Maryland Assessment Research Center (MARC)

Automated Difficulty Prediction of Large-Scale Assessments

Item Difficulty Modeling Using Fine-Tuned Small and Large Language Models


Abstract: This study investigates methods for item difficulty modeling in large-scale assessments using both small and large language models (LLMs). We introduce novel data augmentation strategies, including augmentation on the fly and distribution balancing, that surpass benchmark performances, demonstrating their effectiveness in mitigating data imbalance and improving model performance. Our results showed that fine-tuned small language models (SLMs) such as Bidirectional Encoder Representations from Transformers (BERT) and RoBERTa yielded lower root mean squared error than the first-place model in the BEA 2024 Shared Task competition, whereas domain-specific models like BioClinicalBERT and PubMedBERT did not provide significant improvements due to distributional gaps. Majority voting among SLMs enhanced prediction accuracy, reinforcing the benefits of ensemble learning. LLMs, such as GPT-4, exhibited strong generalization capabilities but struggled with item difficulty prediction, likely due to limited training data and the absence of explicit difficulty-related context. Chain-of-thought prompting and rationale generation approaches were explored but did not yield substantial improvements, suggesting that additional training data or more sophisticated reasoning techniques may be necessary. Embedding-based methods, particularly using NV-Embed-v2, showed promise but did not outperform our best augmentation strategies, indicating that capturing nuanced difficulty-related features remains a challenge.

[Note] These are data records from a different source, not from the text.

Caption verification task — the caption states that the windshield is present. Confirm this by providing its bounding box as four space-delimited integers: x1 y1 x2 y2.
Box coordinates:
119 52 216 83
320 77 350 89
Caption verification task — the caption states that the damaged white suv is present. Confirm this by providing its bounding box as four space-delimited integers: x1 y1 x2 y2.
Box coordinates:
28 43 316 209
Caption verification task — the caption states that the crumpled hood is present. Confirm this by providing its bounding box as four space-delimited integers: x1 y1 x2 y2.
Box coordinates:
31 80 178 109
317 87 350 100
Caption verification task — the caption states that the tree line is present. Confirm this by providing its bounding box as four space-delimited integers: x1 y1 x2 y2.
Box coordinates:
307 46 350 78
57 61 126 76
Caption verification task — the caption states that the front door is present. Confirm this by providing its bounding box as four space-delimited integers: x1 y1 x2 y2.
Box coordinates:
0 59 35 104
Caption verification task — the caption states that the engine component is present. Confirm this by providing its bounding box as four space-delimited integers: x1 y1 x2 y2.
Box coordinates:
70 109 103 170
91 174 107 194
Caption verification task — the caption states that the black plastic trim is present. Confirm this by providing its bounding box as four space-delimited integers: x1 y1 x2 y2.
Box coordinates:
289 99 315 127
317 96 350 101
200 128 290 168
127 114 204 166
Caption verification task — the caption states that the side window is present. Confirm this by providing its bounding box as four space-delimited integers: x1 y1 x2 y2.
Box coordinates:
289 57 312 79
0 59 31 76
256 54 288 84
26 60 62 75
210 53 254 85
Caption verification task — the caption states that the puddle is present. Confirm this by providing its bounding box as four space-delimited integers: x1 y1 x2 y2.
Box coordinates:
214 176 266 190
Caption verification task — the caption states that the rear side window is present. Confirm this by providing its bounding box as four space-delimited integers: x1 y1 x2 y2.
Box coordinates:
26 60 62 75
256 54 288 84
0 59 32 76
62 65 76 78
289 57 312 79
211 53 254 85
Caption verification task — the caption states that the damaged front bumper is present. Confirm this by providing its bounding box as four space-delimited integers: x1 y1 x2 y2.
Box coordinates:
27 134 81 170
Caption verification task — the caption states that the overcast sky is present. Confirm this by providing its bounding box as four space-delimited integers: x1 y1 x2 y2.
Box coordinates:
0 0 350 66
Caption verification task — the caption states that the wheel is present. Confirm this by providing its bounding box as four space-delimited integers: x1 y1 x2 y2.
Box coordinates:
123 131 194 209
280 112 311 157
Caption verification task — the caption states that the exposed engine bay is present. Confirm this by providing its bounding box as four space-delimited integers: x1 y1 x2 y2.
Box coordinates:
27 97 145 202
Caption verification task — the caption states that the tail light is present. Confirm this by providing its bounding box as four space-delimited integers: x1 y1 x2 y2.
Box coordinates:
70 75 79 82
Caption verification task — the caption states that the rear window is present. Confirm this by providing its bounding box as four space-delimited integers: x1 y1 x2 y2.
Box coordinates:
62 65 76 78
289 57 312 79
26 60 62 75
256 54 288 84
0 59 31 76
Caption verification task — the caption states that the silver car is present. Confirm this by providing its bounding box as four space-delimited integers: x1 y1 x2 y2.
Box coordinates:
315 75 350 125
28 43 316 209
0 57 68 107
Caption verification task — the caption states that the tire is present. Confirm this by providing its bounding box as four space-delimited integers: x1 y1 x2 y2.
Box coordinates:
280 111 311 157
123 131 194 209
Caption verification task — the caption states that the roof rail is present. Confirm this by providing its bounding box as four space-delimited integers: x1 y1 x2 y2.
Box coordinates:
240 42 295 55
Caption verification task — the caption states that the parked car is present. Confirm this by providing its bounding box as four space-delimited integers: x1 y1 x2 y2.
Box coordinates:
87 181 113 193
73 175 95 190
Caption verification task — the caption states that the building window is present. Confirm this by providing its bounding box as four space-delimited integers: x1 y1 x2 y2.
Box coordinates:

Text-Based Approaches to Item Difficulty Modeling in Large-Scale Assessments: A Systematic Review


Abstract: Item difficulty plays a crucial role in test performance, interpretability of scores, and equity for all test-takers, especially in large-scale assessments. Traditional approaches to item difficulty modeling rely on field testing and classical test theory (CTT)-based item analysis or item response theory (IRT) calibration, which can be time-consuming and costly. To overcome these challenges, text-based approaches leveraging machine learning and language models, have emerged as promising alternatives. This paper reviews and synthesizes 37 articles on automated item difficulty prediction in large-scale assessment settings published through May 2025. For each study, we delineate the dataset, difficulty parameter, subject domain, item type, number of items, training and test data split, input, features, model, evaluation criteria, and model performance outcomes. Results showed that although classic machine learning models remain relevant due to their interpretability, state-of-the-art language models, using both small and large transformer-based architectures, can capture syntactic and semantic patterns without the need for manual feature engineering. Uniquely, model performance outcomes were summarized to serve as a benchmark for future research and overall, text-based methods have the potential to predict item difficulty with root mean square error (RMSE) as low as 0.165, Pearson correlation as high as 0.87, and accuracy as high as 0.806. The review concludes by discussing implications for practice and outlining future research directions for automated item difficulty modeling.